A number of drug combinations and regimens have been used in mass treatment programs.
Also, doxycycline has been given long-term (eg, 100 mg orally twice a day for 4 to 6 weeks). Doxycycline kills Wolbachia endosymbiont bacteria within filaria, leading to death of adult filarial worms. It can be given with DEC or used alone.
Attacks of acute adenolymphangitis usually resolve spontaneously, although antibiotics may be required to control secondary bacterial infections.
Chronic lymphedema requires meticulous skin care, including use of systemic antibiotics to treat secondary bacterial infections; these antibiotics may slow or prevent progression to elephantiasis.
Whether DEC therapy prevents or lessens chronic lymphedema remains controversial.
Conservative measures such as elastic bandaging of the affected limb reduce swelling.
Surgical decompression using nodal-venous shunts to improve lymphatic drainage offers some long-term benefit in extreme cases of elephantiasis.
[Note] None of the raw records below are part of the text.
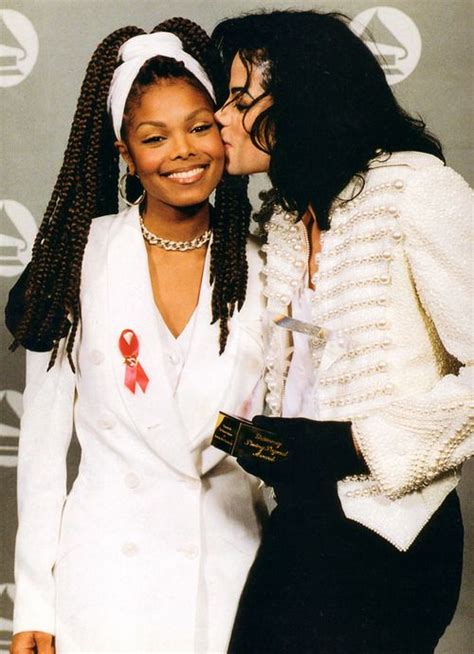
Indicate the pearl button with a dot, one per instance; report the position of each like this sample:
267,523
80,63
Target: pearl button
106,422
131,480
97,357
129,549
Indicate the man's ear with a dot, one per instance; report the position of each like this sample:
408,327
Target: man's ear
125,154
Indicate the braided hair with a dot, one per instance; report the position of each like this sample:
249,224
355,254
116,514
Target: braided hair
48,306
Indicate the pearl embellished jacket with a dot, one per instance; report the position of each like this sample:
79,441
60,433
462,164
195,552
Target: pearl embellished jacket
393,348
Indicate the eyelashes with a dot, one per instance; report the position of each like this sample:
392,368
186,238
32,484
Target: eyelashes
199,129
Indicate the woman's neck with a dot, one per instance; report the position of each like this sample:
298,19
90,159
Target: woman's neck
177,223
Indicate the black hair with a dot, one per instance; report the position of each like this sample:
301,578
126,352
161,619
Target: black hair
44,305
332,108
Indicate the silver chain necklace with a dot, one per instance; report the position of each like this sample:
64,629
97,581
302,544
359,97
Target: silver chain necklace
180,246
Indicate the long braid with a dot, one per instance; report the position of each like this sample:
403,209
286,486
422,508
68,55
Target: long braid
85,188
230,220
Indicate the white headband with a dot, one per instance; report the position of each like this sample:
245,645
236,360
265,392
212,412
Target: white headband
134,53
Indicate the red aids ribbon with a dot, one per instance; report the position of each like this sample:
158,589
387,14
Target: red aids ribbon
134,373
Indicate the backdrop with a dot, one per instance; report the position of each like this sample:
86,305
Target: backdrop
45,45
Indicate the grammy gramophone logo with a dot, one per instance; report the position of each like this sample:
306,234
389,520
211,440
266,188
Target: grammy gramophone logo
10,413
393,38
18,47
17,233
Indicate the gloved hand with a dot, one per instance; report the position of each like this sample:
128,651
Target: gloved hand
320,453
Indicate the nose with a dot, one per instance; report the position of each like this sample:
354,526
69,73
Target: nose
183,146
222,116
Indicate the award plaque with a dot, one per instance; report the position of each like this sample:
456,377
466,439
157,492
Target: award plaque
240,438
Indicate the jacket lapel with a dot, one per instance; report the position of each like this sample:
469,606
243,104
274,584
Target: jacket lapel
205,366
131,306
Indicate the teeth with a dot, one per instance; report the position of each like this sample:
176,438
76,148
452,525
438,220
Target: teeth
186,173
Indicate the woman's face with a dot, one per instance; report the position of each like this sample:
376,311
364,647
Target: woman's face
242,156
173,145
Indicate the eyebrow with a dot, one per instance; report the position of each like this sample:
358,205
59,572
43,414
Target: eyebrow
241,90
158,123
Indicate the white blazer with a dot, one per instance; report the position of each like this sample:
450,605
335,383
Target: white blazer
394,298
150,550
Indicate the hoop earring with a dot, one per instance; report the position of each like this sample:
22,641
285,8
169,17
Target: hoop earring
123,194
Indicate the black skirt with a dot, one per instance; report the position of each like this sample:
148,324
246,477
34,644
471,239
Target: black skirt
323,584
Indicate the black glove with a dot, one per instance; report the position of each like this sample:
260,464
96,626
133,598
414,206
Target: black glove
320,453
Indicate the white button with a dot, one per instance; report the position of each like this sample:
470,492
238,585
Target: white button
131,480
106,422
97,357
193,484
174,358
129,549
190,551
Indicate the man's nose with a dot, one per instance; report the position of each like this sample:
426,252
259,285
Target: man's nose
221,116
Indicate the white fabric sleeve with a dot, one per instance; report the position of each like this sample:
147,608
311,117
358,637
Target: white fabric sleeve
46,431
430,433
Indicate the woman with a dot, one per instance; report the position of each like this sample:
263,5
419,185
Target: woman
369,255
135,342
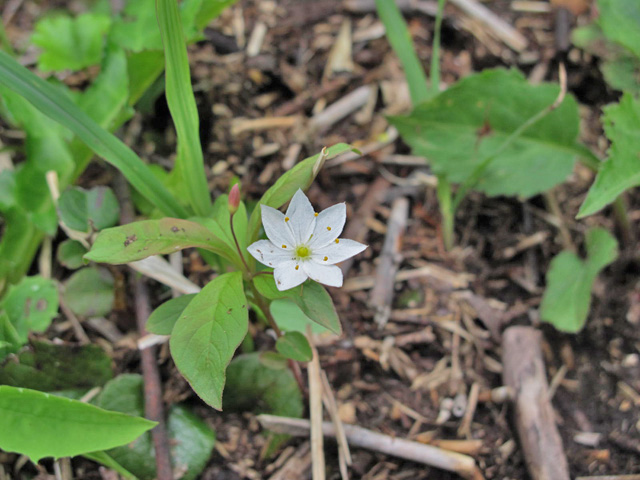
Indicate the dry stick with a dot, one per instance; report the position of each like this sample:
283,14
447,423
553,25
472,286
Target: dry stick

Massive hydroceles can also be managed surgically, but recurrence is common.
Avoiding mosquito bites in endemic areas is the best protection for travelers (eg, by using diethyltoluamide [DEET] on exposed skin, permethrin-impregnated clothing, and bed nets).
The World Health Organization launched the Global Program to Eliminate Lymphatic Filariasis in 2000 to map endemic areas and treat entire at-risk populations with the following mass drug administration regimens: albendazole (400 mg) alone twice per year for areas co-endemic with loiasis, ivermectin (200 mcg/kg) and albendazole (400 mg) annually in areas with onchocerciasis, and diethylcarbamazine (DEC) (6 mg/kg) and albendazole (400 mg) plus ivermectin (200 mcg/kg) in some settings, annually in areas without onchocerciasis or loiasis. These regimens decrease microfilaremia and thereby reduce transmission of the parasite by mosquitoes. Table salt with DEC as an additive has also been used in a few areas. Transmission has been interrupted after 4 to 6 years of annual treatment. .
Lymphatic filariasis is transmitted by mosquitoes; infective larvae migrate to the lymphatics, where they develop into adult worms.
Adult worms inside the lymphatics can cause inflammation resulting in acute adenolymphangitis or epididymitis or in chronic lymphatic obstruction, which, in some patients, leads to elephantiasis or hydrocele.
Diagnose based on microscopic detection of microfilariae in filtered or centrifuged concentrates of blood that is drawn at the time of day when microfilaremia peaks (varies by species).
Tests for antigen, antibodies, and parasite DNA are alternatives to diagnosis by microscopy.
Treat with diethylcarbamazine after excluding coinfection with Loa loa and Onchocerca volvulus.
The Global Program to Eliminate Lymphatic Filariasis has reduced transmission in many endemic areas.